{\huge A Tighter Grip on Circuit Depth}

The polynomial hierarchy is infinite for a random oracle

\vspace{.3in}

Benjamin Rossman, Rocco Servedio, and Li-Yang Tan have made a breakthrough in proving lower bounds on constant-depth circuits. It came from a bi-coastal collaboration of Rossman visiting the Berkeley Simons Institute from Japan and Tan visiting from Berkeley to Servedio at Columbia University in New York. Their new paper solves several 20- and 30-year old open problems.

Today we congratulate them on their achievement and describe part of how their new result works.

What exactly did they prove?
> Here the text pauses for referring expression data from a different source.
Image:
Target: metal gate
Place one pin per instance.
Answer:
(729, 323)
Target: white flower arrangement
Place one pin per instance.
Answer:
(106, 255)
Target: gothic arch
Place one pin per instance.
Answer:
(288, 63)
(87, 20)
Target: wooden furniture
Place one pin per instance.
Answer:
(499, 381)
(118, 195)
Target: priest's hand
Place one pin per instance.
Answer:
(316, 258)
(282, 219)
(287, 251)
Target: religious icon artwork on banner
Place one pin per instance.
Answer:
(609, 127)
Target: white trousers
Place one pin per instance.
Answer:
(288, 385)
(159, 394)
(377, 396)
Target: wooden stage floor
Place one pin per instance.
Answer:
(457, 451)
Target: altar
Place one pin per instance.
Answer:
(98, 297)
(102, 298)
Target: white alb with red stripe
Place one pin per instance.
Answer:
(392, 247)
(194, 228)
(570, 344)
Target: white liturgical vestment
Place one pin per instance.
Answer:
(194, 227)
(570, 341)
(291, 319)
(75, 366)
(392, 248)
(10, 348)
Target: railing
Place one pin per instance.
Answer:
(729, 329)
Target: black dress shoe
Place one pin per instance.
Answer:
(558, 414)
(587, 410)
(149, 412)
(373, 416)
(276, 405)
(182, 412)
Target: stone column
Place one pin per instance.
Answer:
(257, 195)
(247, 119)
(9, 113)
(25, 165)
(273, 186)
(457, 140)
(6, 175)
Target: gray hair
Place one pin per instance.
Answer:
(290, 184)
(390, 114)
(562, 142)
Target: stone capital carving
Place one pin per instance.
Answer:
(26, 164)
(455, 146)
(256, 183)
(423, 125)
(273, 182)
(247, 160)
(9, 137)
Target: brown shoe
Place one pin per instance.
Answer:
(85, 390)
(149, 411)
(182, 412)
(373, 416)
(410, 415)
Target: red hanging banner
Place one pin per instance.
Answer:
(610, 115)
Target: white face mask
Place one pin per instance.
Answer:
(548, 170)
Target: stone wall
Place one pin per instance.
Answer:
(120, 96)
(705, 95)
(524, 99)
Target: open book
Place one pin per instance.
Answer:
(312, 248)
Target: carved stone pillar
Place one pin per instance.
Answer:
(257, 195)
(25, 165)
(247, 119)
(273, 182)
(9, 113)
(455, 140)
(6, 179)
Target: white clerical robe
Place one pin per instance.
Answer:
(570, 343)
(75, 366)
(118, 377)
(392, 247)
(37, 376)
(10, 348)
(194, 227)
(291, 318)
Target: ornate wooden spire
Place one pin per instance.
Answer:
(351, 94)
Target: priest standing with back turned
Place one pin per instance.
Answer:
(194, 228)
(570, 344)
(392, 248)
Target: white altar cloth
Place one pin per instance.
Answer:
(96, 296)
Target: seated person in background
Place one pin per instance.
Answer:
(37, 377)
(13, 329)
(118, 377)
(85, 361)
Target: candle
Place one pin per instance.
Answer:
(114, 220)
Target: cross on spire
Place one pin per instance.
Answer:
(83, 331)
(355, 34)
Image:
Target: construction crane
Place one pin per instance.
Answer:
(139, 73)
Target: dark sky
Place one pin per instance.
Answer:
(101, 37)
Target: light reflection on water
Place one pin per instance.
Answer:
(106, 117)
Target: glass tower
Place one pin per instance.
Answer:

As some have already remarked, how one answers this says something about communications in our field. Exactly what they proved is:

Theorem 1 For some explicit constant $latex {c > 0}&fg=000000$ and all depths $latex {d \geq 2}&fg=000000$ up to $latex {c\sqrt{\log n}/\log\log n}&fg=000000$, there is an $latex {n}&fg=000000$-ary monotone Boolean function $latex {f}&fg=000000$ that has a simple $latex {O(n)}&fg=000000$-size circuit $latex {S_d}&fg=000000$ (indeed, a formula) of depth $latex {d}&fg=000000$ with unbounded fan-in $latex {\mathsf{AND}}&fg=000000$ and $latex {\mathsf{OR}}&fg=000000$ gates, but such that every circuit $latex {C}&fg=000000$ of depth $latex {d}&fg=000000$ with the opposite kind of gate at its output as $latex {S_d}&fg=000000$, or with bottom fan-in at most $latex {\log n/10(d-1)}&fg=000000$ at the inputs, either has size above $latex {2^{n^{1/6(d-1)}}}&fg=000000$ or else agrees with $latex {S_d}&fg=000000$ on at most a $latex {(\frac{1}{2} + n^{-\Omega(1/d)})}&fg=000000$ proportion of the inputs.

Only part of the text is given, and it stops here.